Once it’s ready to be used – known as placement – the concrete is consolidated and compacted to ensure there are no air bubbles or honeycombs which can reduce its structural integrity.

To finish answering the question ‘how is concrete made’ the final step in the process is to cure the mixture.

As the concrete hardens, its strength is governed by its level of moisture. As it becomes more solid, it shrinks. If it can’t contract, stress cracks appear which will weaken the tensile strength of the finished material. Therefore the process must be carefully controlled, with the moisture levels being monitored and adjusted for up to two days while it slowly sets solid.

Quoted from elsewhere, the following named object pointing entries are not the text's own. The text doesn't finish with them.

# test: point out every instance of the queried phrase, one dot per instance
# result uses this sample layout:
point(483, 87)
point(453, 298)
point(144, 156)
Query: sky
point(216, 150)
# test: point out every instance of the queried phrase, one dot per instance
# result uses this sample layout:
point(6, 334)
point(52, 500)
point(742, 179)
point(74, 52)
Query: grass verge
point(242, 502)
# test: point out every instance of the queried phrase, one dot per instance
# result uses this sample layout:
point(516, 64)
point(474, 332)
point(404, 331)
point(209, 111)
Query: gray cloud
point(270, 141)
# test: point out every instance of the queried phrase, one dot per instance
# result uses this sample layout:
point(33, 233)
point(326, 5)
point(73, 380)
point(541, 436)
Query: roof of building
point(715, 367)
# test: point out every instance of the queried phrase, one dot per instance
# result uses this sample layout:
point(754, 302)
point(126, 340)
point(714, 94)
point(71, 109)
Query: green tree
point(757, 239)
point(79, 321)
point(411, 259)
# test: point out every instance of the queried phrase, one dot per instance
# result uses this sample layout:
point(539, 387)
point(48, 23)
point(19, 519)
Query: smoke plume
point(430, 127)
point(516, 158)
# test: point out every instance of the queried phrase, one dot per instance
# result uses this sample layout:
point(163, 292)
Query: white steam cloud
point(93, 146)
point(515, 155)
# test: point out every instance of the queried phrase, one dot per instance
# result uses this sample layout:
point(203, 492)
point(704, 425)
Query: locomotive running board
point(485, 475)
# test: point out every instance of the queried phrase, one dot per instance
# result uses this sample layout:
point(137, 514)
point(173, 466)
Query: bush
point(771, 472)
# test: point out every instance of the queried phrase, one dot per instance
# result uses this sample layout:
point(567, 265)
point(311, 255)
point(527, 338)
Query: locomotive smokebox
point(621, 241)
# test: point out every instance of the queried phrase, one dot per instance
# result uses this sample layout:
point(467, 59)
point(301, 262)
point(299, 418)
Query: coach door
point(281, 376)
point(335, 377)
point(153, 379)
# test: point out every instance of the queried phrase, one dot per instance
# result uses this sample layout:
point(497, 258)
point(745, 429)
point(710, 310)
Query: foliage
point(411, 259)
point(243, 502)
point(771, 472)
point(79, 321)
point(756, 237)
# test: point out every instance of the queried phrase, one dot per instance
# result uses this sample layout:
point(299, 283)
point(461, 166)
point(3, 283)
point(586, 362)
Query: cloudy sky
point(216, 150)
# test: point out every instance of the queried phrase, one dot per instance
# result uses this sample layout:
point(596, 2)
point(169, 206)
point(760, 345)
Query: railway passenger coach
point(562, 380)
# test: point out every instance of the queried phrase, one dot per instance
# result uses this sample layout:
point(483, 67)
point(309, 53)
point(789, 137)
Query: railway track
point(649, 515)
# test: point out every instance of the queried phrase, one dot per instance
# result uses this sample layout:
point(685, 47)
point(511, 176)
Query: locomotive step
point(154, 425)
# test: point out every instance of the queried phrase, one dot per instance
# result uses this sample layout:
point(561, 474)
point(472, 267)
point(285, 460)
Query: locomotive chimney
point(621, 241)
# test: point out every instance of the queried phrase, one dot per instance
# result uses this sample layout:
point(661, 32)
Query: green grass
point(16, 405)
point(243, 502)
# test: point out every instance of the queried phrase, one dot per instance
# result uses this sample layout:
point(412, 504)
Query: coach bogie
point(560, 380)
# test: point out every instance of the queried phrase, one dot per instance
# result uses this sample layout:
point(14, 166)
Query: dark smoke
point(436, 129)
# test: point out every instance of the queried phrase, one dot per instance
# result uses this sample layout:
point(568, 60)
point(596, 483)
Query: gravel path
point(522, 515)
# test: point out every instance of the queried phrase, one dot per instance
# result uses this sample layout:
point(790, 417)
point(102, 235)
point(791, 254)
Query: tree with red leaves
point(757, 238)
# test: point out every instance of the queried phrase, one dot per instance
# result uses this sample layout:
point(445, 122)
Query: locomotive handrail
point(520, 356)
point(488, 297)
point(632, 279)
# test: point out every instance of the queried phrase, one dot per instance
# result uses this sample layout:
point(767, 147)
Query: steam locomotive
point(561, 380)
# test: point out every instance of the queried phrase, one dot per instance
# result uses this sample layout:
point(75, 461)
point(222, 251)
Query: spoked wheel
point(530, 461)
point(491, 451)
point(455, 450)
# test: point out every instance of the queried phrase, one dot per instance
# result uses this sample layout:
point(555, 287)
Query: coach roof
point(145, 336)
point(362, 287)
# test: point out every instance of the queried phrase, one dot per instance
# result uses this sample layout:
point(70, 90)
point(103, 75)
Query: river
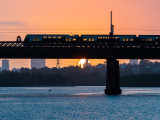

How is Concrete Produced in a Factory?

Concrete factory heavy industry manufacturing (Photo: carterdayne via Getty Images)

For most building projects, cement, aggregate and water is mixed on-site, but for civil infrastructure and precast applications, concrete is often made at concrete plants, often known as batch plants. There are two main types of factory that produce concrete –

Dry Mix Concrete Plant

The ingredients for concrete – cement, water and aggregates – are weighed to their correct proportions and sent along a chute into a mixer truck which rotates on the journey from the factory to the building site. There can be inconsistencies mixing concrete this way caused by the condition of the drum and mixing blade, and unreliable traffic conditions which can slow delivery.

Wet Mix Concrete Plant

The concrete is mixed to the exact proportions in the factory, quality controlled and then transported to the building site in a lorry. The mix is agitated – rather than mixed – in transit and this method offers a more consistent concrete mix.

This answers the question ‘how is concrete produced in a factory.’

It’s All About The Strength

Concrete construction site (Photo: Jung Getty via Getty Images)

On its own, concrete is incredibly strong, but it can be made even stronger by reinforcing it, so how is reinforced concrete made?

Reinforced concrete is much stronger than normal concrete and is used for construction projects that need to withstand higher than usual forces, such as extreme weather conditions and earthquakes.

The first building known to have used reinforced concrete is the Leaning Tower of Nevyansk in Russia. However, its invention as a widespread method of construction is credited to French industrialist François Coignet. He added iron to concrete to build a house in Paris in the 1850s.

When answering ‘how is reinforced concrete made’ there are two main methods –

Polypropylene fibres added to the concrete mix can be effective in distributing the stresses of impact and post-cracking behaviour and in tests have shown to offer a resistance to frost. In addition they are lightweight, tough and corrosion-resistant.

More commonly, steel fibre reinforced concrete, which was originally used to patch bomb-damaged runways in World War II, offers maximum resistance to damage from heavy collisions. It is used in concrete piles and indeed most major construction projects where additional strength is required.

So now you know how concrete is made and we’ve even answered the question ‘how is concrete manufactured.’